He said al Qaeda’s Yemen branch remains the United States’ main focus in the country, but that the civil war affects that mission.
“While that rages, it does have some impact on our other, on our principal interests in this area, so I think we do have to pay some attention to that,” Votel said.
Sen. John McCain (R-Ariz.), chairman of the Senate Armed Services Committee, said U.S. support of the Saudi coalition is vital to countering Iran.
“We cannot allow Iran to dominate that country,” he told reporters this week. “It’s a direct threat to the United States national security and would help the rise of al Qaeda and other extremist elements.”
Asked about Yemen, the Bahrain arms sale and countering Iranian influence, Sen. Bob Corker (R-Tenn.), chairman of the Senate Foreign Relations Committee, said the sale is needed to give Bahrain capability “necessary for national security.”
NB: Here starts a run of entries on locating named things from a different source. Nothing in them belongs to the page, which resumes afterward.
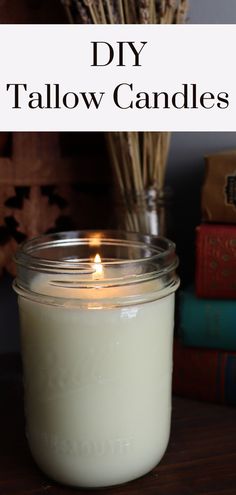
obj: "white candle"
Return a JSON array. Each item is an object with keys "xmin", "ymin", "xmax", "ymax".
[{"xmin": 14, "ymin": 232, "xmax": 180, "ymax": 487}]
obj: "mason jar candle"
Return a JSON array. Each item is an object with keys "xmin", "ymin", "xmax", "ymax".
[{"xmin": 14, "ymin": 231, "xmax": 179, "ymax": 487}]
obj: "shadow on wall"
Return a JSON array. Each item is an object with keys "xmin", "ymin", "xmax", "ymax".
[{"xmin": 0, "ymin": 274, "xmax": 20, "ymax": 353}]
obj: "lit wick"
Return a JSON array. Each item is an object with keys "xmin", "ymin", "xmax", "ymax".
[{"xmin": 93, "ymin": 254, "xmax": 103, "ymax": 280}]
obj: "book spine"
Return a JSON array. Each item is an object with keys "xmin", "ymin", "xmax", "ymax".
[
  {"xmin": 173, "ymin": 342, "xmax": 236, "ymax": 406},
  {"xmin": 195, "ymin": 224, "xmax": 236, "ymax": 299},
  {"xmin": 178, "ymin": 288, "xmax": 236, "ymax": 351}
]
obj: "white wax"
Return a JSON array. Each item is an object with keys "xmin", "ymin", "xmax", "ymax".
[{"xmin": 19, "ymin": 279, "xmax": 174, "ymax": 487}]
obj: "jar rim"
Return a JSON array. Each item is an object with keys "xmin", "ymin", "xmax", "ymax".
[{"xmin": 15, "ymin": 230, "xmax": 178, "ymax": 273}]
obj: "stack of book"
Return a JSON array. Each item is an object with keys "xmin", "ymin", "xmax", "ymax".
[{"xmin": 173, "ymin": 151, "xmax": 236, "ymax": 405}]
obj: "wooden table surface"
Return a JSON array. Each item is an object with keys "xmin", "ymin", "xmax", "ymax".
[{"xmin": 0, "ymin": 356, "xmax": 236, "ymax": 495}]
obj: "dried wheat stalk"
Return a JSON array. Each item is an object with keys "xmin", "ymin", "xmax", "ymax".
[{"xmin": 61, "ymin": 0, "xmax": 188, "ymax": 233}]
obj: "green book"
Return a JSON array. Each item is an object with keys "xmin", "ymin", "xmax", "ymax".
[{"xmin": 179, "ymin": 287, "xmax": 236, "ymax": 351}]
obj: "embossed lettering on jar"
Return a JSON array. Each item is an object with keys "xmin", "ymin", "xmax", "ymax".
[{"xmin": 15, "ymin": 232, "xmax": 179, "ymax": 487}]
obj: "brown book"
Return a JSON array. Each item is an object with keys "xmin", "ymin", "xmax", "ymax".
[
  {"xmin": 201, "ymin": 150, "xmax": 236, "ymax": 223},
  {"xmin": 195, "ymin": 224, "xmax": 236, "ymax": 299}
]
“What the previous administration was doing on arms sales was absolutely inappropriate,” Corker told The Hill. “We should have addressed human rights, but not in that manner. It was very counterproductive. We have encouraged the Trump administration to do what they’re doing. They’re doing it, and I’m thankful for that.”
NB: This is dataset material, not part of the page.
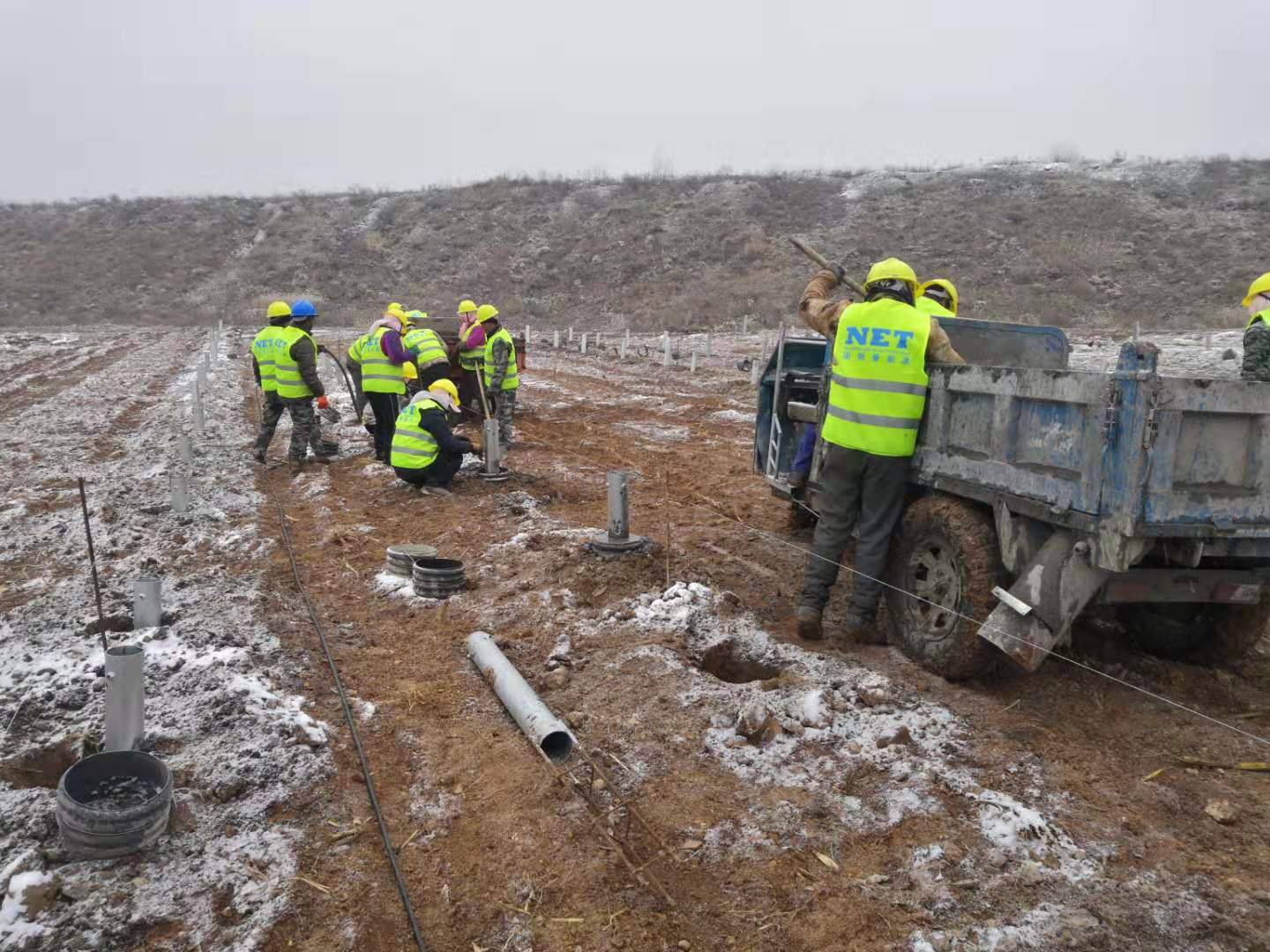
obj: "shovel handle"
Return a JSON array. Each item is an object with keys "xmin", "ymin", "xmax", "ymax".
[{"xmin": 790, "ymin": 234, "xmax": 865, "ymax": 298}]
But others say the United States should not be involved in a proxy war between Saudi Arabia and Iran, especially one that is devastating an already impoverished country.
“The fact of the matter is that that civil war inside Yemen is creating space for al Qaeda and ISIS to grow,” Murphy said. “Our focus should be on al Qaeda and ISIS, not on getting in the middle of proxy war between the Saudis and the Iranians. And we’re creating a famine. The U.S. participation in the civil war inside Yemen is creating a famine, and that has to sit on the conscience of every U.S. senator who allows it to continue.”
Last year, Murphy and Sen. Rand Paul (R-Ky.) led a failed effort to block a $1.15 billion arms sale to the Saudis over the conduct of the Yemen civil war.
A spokesman for Paul declined to comment for this article on whether he plans to push back on Trump’s escalation of U.S. involvement.
In the House, a bipartisan quartet of congressmen is gathering signatures on a letter demanding the Trump administration provide its legal justification for participating in the Yemen civil war.
“Congress has never authorized the actions under consideration,” Reps. Mark Pocan (D-Wis.), Justin Amash (R-Mich.), Ted Lieu (D-Calif.) and Walter Jones (R-N.C.) wrote in the letter that will be sent to Trump. “Engaging our military against Yemen’s Houthis when no direct threat to the United States exists and without prior congressional authorization would violate the separation of powers clearly delineated in the Constitution.”
As of Thursday, the letter had about 10 other signatories, according to a Pocan spokesman, who was unsure of the party breakdown.
In an interview with The Hill, Lieu called Trump’s interest in Yemen “ironic.”
“I find it ironic that Donald Trump during the campaign talked big about not being involved in foreign wars, but his actions show he’s increasing U.S. involvement in foreign wars,” Lieu said. “If this administration is going to increase its support, I believe that need to provide answers to the American public.”